More Theory of Knowledge
As part of the theory of knowledge, it is important to define the terms inductive and deductive. In Fetzer*s article, he makes the following definition:
The features that distinguish (good) deductive arguments are the following:
a) they are demonstrative, i.e. if their premises were true, their conclusions could not be false (without contradiction).
b) they are non-ampliative, i.e. there is no information or content in their conclusions that is not already contained in their premises; and,
c) they are additive i.e. the addition of further information in the form of additional premises can neither strengthen nor weaken these arguments, which are already maximally strong.
On the other hand, a good inductive argument is non-demonstrative, ampliative and non-additive. From a philosophical standpoint, deductive arguments are meant to produce truth, while inductive arguments are meant to expand the field of knowledge. One example of the expansion of knowledge is making a conjecture about a population from a sample. On the other hand, for a computer program to be verifiable, it must be subject to deductive procedures. In order for a certain inference to be made about the execution of a program, there must be certain rules of inference concerning the performance.
When the correctness of a program,
its compiler, and the hardware of the computer have all been established with
mathematical certainty, it will be possible to place great reliance on the results
of the program, and predict their properties with a confidence limited only
by the reliability of the electronics.
The most obvious analogy that could be drawn between mathematics and program verification would be to say that theorems are to proofs as programs are to verification. There is a necessity in each case to examine the first item and use deductive logic to determine its validity. However, in terms of programming, it is much more useful to see it as a function from inputs to outputs.

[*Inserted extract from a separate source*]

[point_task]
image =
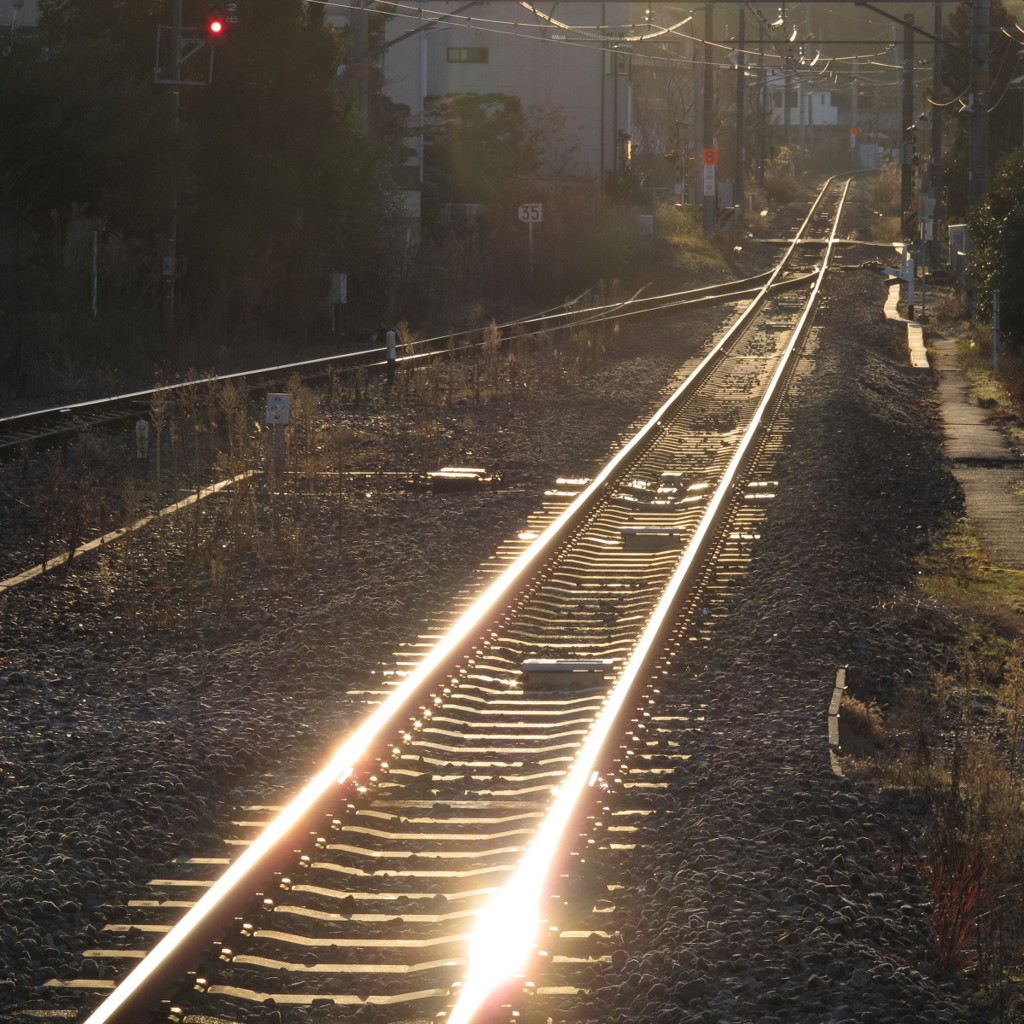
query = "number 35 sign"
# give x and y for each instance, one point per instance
(531, 213)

A better analogy to mathematics is then, in mathematical terms, premises are to rules of inference are to theorems as input is to programs are to output. Rules of inference resemble programming language in that it is a specific implementation of the premises just as a program is a specific implementation of an algorithm. DeMillo, Lipton, and Perlis demonstrate that complex programs have aspects such as error messages and user interfaces which are unverifiable by definition.

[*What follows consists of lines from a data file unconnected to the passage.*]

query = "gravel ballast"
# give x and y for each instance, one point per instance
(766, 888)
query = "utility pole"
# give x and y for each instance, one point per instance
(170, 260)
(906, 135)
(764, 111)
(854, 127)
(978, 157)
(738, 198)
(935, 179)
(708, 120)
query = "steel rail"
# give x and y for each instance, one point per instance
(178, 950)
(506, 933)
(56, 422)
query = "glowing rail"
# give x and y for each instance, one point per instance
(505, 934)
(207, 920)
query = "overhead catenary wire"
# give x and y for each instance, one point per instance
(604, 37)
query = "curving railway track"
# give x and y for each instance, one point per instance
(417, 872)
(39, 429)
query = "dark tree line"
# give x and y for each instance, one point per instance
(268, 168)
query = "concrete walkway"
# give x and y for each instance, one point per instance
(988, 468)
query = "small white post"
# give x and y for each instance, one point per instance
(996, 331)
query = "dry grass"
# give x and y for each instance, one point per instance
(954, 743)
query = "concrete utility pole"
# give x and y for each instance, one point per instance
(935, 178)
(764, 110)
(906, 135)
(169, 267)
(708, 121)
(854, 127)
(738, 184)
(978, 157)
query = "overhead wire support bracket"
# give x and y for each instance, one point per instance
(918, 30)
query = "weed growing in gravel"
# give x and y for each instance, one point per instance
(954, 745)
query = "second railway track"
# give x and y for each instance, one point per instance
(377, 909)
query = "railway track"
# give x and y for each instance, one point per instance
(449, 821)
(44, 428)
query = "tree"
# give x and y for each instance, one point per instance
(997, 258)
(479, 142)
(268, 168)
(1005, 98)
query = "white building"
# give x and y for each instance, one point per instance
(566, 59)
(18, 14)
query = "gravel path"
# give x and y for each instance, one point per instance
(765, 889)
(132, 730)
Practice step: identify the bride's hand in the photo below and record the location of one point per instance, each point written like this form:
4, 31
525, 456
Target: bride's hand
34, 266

In this sense, much like in mathematics which use probability rather than absolute proofs, program verification must be based upon a relative verifiability. A program is a particular implementation of an algorithm in a language that is understandable by the machine. Fetzer describes a program as "a causal model of a logical structure of which a specific algorithm may be a specific instance." In this interpretation, the algorithm is analogous to pure mathematics, while the program is analogous to applied mathematics. The concept of the term program, must be further defined, as it can take the form of any of the following meanings (I) algorithms, (ii) encodings of algorithms, (iii) encodings of algorithms that can be compiled, or (iv) encodings of algorithms that can be compiled and executed by a machine. The numeric progression is inversely proportionate to the amount of abstraction of a concept. If the word "program" were defined as simply an algorithm, it could not fail to be verifiable because as algorithm must follow deductive logic if effective. The definitions in (I) and in (ii) are both meant to refer to abstract machines, but not to run on any tangible machine, whereas (iii) and (iv) refer to physical machines, and cannot be absolutely verifiable. Cases (iii) and (iv) can only be established by inductive means.
The philosophical importance behind this entire subject of program verification is that an a priori determination of the output of a program is impossible. However, using inductive means to examine a causal relationship between input and output based on a specific implementation of a program can be made possible with a great degree of certainty, just like it can in probabilist mathematics. Philosophically, there is still a controversy when using the term "verification" because it suggests an absolute certainty as does "proof." The model represented by the subject of program verification is an excellent example of the controversy between mathematics and philosophy.